// 1/4 of Ocado shareholders rebel against executive pay during AGM
// Incentive scheme for the CEO to collect £100m in the next 3 years also met with opposition
// Ocado to now engage with investors over future incentive plans
Around a quarter of shareholders voted against Ocado’s remuneration policy and report during the online grocery retailer’s AGM yesterday.
While all resolutions still passed, Ocado was met with opposition from 25.4 per cent of investors on the directors’ remuneration report.
On the other hand, 24.2 per cent of shareholders voted against the directors’ remuneration policy.
A proposed longterm incentive scheme, in which chief executive Tim Steiner would be paid £100 million provided Ocado share price triples over the next three years, was also voted down by 24.3 per cent of shareholders.
Ocado responded by saying it recognised the dissenting votes and had “carried out an extensive shareholder consultation exercise with its largest shareholders and the representative bodies” in preparation for its 2019 remuneration proposals.

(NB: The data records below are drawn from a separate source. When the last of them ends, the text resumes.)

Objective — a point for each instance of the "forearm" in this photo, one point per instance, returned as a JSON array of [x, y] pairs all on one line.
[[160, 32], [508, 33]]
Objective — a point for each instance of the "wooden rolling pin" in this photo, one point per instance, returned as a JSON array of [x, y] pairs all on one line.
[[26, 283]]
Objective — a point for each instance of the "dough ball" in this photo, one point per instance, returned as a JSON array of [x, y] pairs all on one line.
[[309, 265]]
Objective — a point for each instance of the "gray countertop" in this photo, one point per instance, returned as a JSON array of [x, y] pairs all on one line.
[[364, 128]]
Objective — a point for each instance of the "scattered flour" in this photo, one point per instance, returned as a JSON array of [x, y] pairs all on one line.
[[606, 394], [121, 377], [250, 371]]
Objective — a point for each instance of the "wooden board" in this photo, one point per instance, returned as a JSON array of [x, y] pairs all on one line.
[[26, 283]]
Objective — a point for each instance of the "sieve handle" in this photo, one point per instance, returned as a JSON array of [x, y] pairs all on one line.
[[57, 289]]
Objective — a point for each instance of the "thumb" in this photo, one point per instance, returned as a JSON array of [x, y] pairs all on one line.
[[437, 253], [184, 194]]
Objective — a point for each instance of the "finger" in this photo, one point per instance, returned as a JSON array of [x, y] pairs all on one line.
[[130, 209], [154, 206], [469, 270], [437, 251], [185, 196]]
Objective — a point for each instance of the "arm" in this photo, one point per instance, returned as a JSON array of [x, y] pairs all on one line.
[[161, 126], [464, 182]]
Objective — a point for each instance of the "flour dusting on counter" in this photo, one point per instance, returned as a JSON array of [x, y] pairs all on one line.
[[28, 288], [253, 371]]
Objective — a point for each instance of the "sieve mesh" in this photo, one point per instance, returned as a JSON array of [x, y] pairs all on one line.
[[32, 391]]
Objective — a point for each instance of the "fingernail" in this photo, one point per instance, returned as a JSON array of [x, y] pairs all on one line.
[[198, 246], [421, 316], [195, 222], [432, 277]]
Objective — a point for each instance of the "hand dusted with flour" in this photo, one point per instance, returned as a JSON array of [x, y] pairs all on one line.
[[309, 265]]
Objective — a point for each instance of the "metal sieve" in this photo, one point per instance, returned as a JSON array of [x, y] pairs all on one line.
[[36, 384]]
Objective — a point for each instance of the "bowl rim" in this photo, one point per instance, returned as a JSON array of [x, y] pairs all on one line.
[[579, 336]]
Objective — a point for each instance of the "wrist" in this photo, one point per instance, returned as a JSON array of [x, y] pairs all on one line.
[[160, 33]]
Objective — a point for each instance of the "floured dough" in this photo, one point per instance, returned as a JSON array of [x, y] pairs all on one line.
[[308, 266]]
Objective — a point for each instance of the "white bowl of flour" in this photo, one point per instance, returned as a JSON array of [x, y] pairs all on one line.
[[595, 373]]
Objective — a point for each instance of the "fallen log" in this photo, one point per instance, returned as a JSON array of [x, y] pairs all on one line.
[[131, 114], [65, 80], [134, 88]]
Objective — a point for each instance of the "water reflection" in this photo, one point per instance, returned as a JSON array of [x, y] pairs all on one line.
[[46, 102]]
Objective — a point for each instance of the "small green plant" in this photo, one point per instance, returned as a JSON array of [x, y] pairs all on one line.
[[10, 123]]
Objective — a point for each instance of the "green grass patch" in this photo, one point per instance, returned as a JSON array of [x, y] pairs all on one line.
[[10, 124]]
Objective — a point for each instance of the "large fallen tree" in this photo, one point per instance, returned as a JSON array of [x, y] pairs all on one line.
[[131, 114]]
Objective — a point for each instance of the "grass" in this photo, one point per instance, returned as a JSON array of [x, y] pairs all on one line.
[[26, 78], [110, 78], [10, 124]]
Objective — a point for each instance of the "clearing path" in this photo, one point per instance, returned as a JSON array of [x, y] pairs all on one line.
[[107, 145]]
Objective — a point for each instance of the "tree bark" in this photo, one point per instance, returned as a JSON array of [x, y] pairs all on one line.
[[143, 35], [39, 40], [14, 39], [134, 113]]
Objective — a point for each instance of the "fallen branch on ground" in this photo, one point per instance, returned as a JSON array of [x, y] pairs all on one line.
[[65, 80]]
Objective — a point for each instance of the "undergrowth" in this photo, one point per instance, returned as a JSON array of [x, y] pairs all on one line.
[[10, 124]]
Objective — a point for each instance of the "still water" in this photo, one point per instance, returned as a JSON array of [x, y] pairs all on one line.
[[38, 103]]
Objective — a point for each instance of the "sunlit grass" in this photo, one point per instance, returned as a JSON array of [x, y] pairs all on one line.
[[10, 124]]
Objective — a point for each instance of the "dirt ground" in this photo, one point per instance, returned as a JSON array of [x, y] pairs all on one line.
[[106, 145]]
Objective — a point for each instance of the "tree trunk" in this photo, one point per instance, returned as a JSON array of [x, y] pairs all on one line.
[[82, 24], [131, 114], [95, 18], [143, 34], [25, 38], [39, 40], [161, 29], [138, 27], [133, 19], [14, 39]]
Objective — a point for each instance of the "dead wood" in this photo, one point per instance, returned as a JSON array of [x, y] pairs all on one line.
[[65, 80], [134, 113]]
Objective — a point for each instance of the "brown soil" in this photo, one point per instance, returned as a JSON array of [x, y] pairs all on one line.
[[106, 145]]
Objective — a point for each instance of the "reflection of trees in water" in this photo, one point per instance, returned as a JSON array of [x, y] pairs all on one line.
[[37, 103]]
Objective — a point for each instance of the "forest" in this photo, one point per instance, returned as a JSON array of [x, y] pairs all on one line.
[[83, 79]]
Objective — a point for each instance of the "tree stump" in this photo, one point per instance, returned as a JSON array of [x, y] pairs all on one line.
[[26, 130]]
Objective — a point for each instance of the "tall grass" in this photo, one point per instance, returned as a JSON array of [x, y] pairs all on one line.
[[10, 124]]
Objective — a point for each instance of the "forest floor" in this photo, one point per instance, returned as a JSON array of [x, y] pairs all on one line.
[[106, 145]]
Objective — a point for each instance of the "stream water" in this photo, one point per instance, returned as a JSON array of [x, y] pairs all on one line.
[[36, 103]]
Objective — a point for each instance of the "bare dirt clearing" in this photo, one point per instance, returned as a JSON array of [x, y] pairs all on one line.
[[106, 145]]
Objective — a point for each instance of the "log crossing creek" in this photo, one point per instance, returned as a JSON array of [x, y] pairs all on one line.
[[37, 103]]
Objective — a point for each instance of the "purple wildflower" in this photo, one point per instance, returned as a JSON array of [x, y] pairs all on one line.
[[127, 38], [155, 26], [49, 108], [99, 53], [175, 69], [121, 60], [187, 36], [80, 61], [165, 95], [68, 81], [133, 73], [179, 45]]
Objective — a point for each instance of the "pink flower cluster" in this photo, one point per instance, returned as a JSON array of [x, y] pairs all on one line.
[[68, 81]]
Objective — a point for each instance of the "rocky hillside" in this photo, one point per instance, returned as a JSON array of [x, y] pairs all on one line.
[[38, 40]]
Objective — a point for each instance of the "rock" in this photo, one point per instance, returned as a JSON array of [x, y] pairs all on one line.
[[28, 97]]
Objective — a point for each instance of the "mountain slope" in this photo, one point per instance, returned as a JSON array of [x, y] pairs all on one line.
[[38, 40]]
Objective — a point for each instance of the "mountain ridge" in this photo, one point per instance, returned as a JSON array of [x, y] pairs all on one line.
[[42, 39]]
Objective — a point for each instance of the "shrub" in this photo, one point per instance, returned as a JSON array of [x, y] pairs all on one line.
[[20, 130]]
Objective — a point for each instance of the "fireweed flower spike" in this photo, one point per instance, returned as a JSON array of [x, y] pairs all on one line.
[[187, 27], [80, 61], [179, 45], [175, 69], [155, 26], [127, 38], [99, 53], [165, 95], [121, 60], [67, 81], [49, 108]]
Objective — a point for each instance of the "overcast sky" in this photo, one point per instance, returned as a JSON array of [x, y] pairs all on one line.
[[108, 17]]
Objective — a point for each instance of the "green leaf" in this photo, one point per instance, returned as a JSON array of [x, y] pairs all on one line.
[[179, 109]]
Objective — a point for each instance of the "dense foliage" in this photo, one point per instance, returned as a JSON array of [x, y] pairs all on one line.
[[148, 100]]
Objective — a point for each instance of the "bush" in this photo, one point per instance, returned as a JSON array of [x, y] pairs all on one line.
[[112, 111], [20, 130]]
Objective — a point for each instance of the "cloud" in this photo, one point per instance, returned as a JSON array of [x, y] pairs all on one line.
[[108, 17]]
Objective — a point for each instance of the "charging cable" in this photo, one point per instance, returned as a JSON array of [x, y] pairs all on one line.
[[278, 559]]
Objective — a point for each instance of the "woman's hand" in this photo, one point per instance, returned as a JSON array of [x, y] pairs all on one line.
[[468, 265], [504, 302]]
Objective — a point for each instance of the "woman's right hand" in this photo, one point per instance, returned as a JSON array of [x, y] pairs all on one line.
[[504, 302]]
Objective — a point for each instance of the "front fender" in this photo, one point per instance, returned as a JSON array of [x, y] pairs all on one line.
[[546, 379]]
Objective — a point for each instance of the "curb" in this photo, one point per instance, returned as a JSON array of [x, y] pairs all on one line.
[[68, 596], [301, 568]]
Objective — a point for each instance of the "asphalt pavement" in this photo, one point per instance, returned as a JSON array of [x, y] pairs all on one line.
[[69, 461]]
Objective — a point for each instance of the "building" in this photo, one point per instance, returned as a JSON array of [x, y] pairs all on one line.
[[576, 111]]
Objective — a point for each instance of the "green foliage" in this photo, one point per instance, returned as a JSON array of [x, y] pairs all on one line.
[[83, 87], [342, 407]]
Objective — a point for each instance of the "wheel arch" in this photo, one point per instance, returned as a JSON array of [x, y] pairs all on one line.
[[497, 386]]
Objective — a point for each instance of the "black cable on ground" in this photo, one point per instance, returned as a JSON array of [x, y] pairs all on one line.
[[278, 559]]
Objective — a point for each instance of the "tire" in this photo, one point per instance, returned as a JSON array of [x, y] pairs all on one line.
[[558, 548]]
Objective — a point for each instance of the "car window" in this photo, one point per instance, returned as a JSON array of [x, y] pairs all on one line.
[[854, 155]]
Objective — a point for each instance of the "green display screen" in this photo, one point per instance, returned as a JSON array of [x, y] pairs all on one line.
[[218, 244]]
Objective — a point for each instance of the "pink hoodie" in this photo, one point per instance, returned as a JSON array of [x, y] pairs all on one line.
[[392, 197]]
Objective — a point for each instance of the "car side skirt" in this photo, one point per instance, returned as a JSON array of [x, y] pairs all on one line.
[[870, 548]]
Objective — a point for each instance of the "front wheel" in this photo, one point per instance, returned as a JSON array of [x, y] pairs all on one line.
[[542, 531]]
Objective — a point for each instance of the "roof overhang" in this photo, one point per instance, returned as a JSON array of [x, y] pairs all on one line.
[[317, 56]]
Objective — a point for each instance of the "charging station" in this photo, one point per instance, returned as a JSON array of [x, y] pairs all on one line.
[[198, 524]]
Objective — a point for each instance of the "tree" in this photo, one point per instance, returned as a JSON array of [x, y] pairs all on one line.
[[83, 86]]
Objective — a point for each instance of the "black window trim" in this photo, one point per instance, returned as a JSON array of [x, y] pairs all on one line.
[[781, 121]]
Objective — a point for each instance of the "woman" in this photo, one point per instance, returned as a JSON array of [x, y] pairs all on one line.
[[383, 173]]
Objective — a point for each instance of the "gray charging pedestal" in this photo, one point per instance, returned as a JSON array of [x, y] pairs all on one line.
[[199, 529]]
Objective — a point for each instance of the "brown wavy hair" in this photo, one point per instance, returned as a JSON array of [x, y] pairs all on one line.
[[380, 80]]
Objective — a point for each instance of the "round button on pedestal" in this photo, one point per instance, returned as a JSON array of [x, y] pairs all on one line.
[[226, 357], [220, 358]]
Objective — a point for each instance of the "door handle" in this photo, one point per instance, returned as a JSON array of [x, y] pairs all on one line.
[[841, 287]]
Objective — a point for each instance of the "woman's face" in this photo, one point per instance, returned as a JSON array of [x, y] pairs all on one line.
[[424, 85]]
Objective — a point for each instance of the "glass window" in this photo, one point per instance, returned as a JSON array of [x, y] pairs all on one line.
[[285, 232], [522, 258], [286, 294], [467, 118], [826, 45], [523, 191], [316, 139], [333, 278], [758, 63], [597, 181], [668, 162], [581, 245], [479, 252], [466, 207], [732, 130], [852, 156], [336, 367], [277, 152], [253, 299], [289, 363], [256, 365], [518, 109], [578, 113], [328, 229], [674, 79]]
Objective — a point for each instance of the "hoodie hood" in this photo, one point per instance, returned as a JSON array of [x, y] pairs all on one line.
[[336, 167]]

It added that made changes to the operation of its remuneration proposals in response to shareholder consultation.
“The board believes that as a result of the consultation exercise it understands the reasons why some shareholders were not supportive of the remuneration proposals,” Ocado remuneration committee chairman Andrew Harrison said.
“We will continue to engage with shareholders on remuneration and governance matters and are committed to consulting on the formation of the future remuneration policies.”